Wednesday, January 04, 2012
Three-fourths of preschool-age children in the United States attend child care, and many are not getting enough outdoor physical activity, which may be due in part to parental and societal values about injury prevention and kindergarten readiness.
The study, “Societal Values and Policies May Curtail Preschool Children’s Physical Activity in Child Care Centers,” will be published in the February 2012 Pediatrics and published online Jan. 4.

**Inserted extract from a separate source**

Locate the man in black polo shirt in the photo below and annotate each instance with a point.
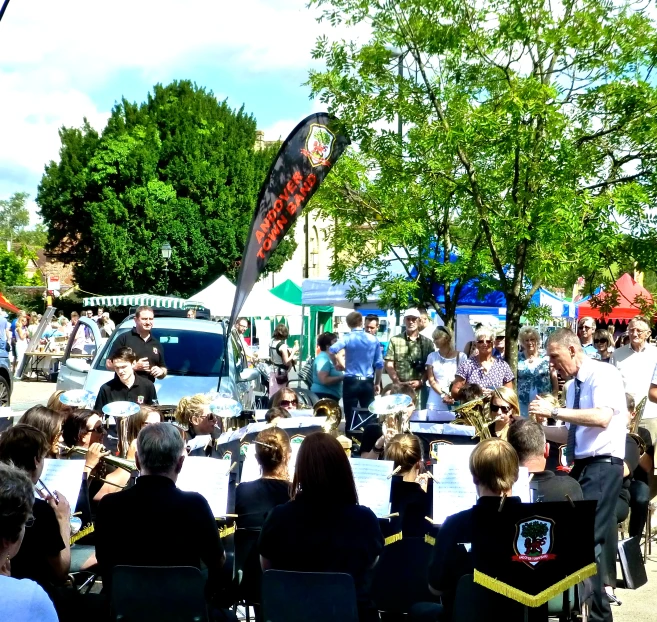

A team led by Kristen Copeland, MD, division of General and Community Pediatrics at Cincinnati Children’s Hospital Medical Center and a Robert Wood Johnson Foundation Faculty Scholar, conducted a focus-group study of 53 child care providers from 34 child care centers in Cincinnati to examine their perceptions of potential barriers to children’s physical activity in child care.
Researchers identified three main barriers to children’s physical activity: injury concerns, a focus on academics over outdoor play, and financial constraints. Because many children spend all daylight hours in care, and because some lacked a safe place to play near their home, these barriers to physical activity in child care may limit children's only opportunity to engage in physical activity, according to Dr. Copeland.

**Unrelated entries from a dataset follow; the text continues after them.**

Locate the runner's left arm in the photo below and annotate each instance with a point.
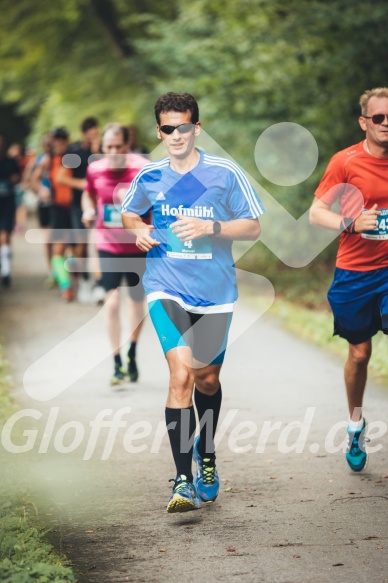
(189, 228)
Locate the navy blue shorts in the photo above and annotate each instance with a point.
(205, 334)
(130, 267)
(359, 300)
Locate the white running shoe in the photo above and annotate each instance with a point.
(98, 295)
(84, 294)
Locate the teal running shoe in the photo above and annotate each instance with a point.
(206, 480)
(183, 497)
(356, 455)
(133, 372)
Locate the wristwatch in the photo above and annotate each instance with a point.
(216, 228)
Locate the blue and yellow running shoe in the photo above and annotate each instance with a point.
(183, 497)
(206, 480)
(356, 455)
(118, 375)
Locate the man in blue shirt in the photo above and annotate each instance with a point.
(200, 204)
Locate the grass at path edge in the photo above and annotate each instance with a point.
(25, 554)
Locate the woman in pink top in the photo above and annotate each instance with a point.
(107, 181)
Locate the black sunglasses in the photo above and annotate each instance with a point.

The child care providers who were interviewed for the study said that they felt pressure from parents to make sure that their children did not get injured while playing outside and at times were asked to keep children from participating in vigorous activity to keep them from being injured.
Similarly, child care providers noted that recent stricter licensing codes have resulted in playgrounds being less physically challenging and interesting to children. The new play equipment that was safe according to these standards soon became boring to the children as they quickly mastered it. Teachers noted that children would then start to use equipment in unsafe ways for which it was not intended such as walking up the slide.
“Child care providers mentioned that they appreciated having state inspections of their playground equipment and strict licensing codes because it helped them feel confident about the safety of the equipment,” says Copeland. “But several of them expressed how overly strict standards had rendered some of the equipment unchallenging and uninteresting to the children, which hampered the children’s physical activity.”
Another issue discovered during the study was that care providers felt pressured by parents (both upper-and lower-income) and early-learning state standards to prioritize academic classroom learning over outdoor and active playtime.
Several of the care providers agreed with this goal in principle, but they also recognized that children learned through active play and that the energy release and creative stimulation of outdoor activities helped place children in a better mindset to learn and concentrate later either indoors or outdoors,” says Copeland. “We were surprised to find such a strong focus on academics for children as young as 3-years-old. At this age, most children don’t know how to skip, and are still learning how to share and negotiate peer relationships. Yet teachers told us that many parents wanted to know what their child ‘learned’ that day, but were not interested in whether they had gone outside, or had mastered fundamental gross motor skills.”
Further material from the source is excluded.